İkinci Dönem: Bu safha, saniyenin onda birisi kadar bir zamanın geçtiği bir anda cereyan eden olayları içine alır. Bu kadar kısa süreye rağmen değişiklikler de ani ve dramatiktir. Sıcaklık 30 milyar dereceye inmiş, atom parçacıkları olan nötron ve proton belirmeye başlamıştır. Elektron, pozitron, nötrino ve antinötrino yine fotonlar birlikte karışım halindedir. Çekirdeği oluşturan parçacıkların bu aşamadaki oranları da belirlenebilmektedir: Yüzde 38 nötron, yüzde 68 proton… Proton ve nötronların ortaya çıkmasıyla, kuark ve gluonların da bu arada yaratılmış olduğu anlaşılıyor.

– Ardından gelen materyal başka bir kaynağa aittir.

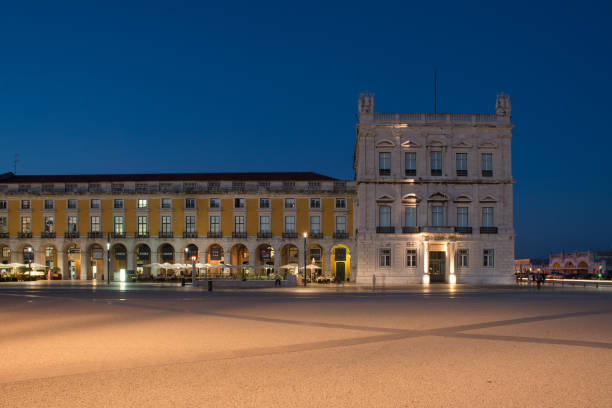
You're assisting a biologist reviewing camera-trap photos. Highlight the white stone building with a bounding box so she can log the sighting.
[353,93,514,285]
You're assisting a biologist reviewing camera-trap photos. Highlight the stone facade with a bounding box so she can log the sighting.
[354,94,514,284]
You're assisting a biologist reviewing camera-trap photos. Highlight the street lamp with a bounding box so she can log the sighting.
[106,237,110,285]
[304,232,308,286]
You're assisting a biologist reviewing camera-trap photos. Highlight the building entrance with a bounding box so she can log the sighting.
[429,251,446,282]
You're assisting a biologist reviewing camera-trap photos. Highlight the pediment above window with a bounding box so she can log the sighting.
[453,194,472,203]
[427,193,448,201]
[478,140,497,149]
[480,195,497,203]
[376,194,395,203]
[376,139,395,149]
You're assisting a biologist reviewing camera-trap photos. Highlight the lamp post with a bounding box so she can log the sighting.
[106,237,110,285]
[304,232,308,286]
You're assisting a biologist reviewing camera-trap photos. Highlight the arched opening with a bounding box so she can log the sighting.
[157,244,174,279]
[135,244,152,280]
[253,244,274,278]
[230,244,251,279]
[110,244,127,280]
[89,244,105,280]
[331,244,351,282]
[66,244,81,280]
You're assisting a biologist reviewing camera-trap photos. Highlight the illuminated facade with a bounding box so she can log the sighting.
[0,173,355,281]
[354,94,514,284]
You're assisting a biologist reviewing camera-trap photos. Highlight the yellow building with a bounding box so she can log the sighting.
[0,172,355,281]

Nötronların ve protonların bir araya getirilerek atomun oluşturulması için yeterli “soğukluk” derecesine üçüncü dönemde erişilmemiştir.

Üçüncü Dönem: İlk kâinat maddesinin çok sıkışık halde bulunduğu bu dönemde de sıcaklık değeri bir hayli yüksektir. Gerçi ikinci döneme göre azalmış gibi görünüyorsa da şimdi sıcaklık 10 milyar derecedir. Kütle yoğunluğu, suya göre 380.000 defa daha fazladır. Nötronların ve protonların bir araya getirilerek atomun oluşturulması için yeterli “soğukluk” derecesine bu dönemde erişilmemiştir.

 Dördüncü Dönem: Bu zaman diliminin en belirgin özelliği ise Sani-i Hakîm tarafından sıcaklığın 3 milyar dereceye düşürülmüş olmasıdır. Kâinat artık yaklaşık 14 saniyelik bir ömre sahiptir ve genişleme ise hâlâ müthiş bir hızla devam etmektedir. Elektronlarla pozitronlar (anti-elektron) bir maksat için bir araya getirildiklerinde, her ikisi de “yok edilmekte” ve fotonlar şeklinde “enerji” ortaya çıkmaktadır.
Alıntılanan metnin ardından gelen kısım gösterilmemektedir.